Full text of the official reports concerning the attack on pearl harbor - published by the U.S. News Pub. Corporation, Washington, 1945 - Only edition.
A detailed report prepared by a special committee of the US Army and Navy examining the situation and facts relating to the surprise Japanese attack on the American naval base at Pearl Harbor, Hawaii in December 1941. The Military Board held discussions until October 1944, heard a total of 151 witnesses and interviewed dozens more people, each with a relevant piece of information regarding the attack, and also reviewed hundreds of relevant documents and memos related to the attack. The report provides a detailed description of events preceding the attack, details the failures of American intelligence, and extensively surveys the days of the attack itself and its outcomes. It extensively discusses the reasons Japan found the US surprised and the reasons for American complacency. At the end of the report is President Truman's statement after reading it, in which he claims his conclusion from the report is that the disaster occurred due to American policy - every time he demanded early preparation and readiness he was smeared and his opinion was rejected by the state, "I think the state is to blame for the final situation that developed in Pearl Harbor".

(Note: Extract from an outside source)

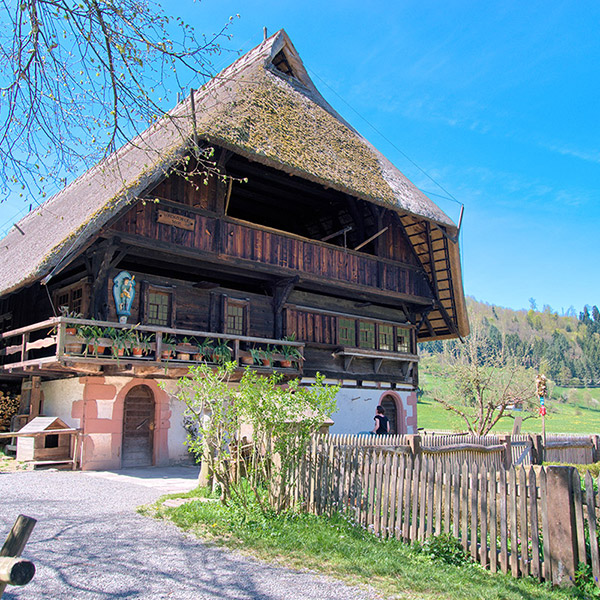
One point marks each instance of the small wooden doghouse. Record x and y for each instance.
(47, 447)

During the war, Pearl Harbor served as the main base of the US Navy in the Pacific Ocean. The surprise attack by the Imperial Japanese Navy on the American base at Pearl Harbor, Hawaii, on Sunday morning, December 7, 1941, during World War II took the United States completely by surprise. The attack was carried out by aircraft of the Imperial Japanese Navy, launched from aircraft carriers led by Japanese pilot Mitsuo Fuchida. The attack on Pearl Harbor was seared into the American consciousness as an event of national disgrace, and it is considered the greatest intelligence failure in US history until the September 11 attacks. A few hours after the attack Japan declared war on the United States. The next day, US President Roosevelt delivered his "Infamy Speech" and the United States declared war on Japan which ended with the surrender of the Japanese Empire. In the surprise attack, the United States lost 12 warships, 188 aircraft and 2,459 soldiers and civilians.
Rare, only two records listed in the world cat library catalog.
86 p. 28 cm. Slight tear on lower left corner of the title page. Good condition.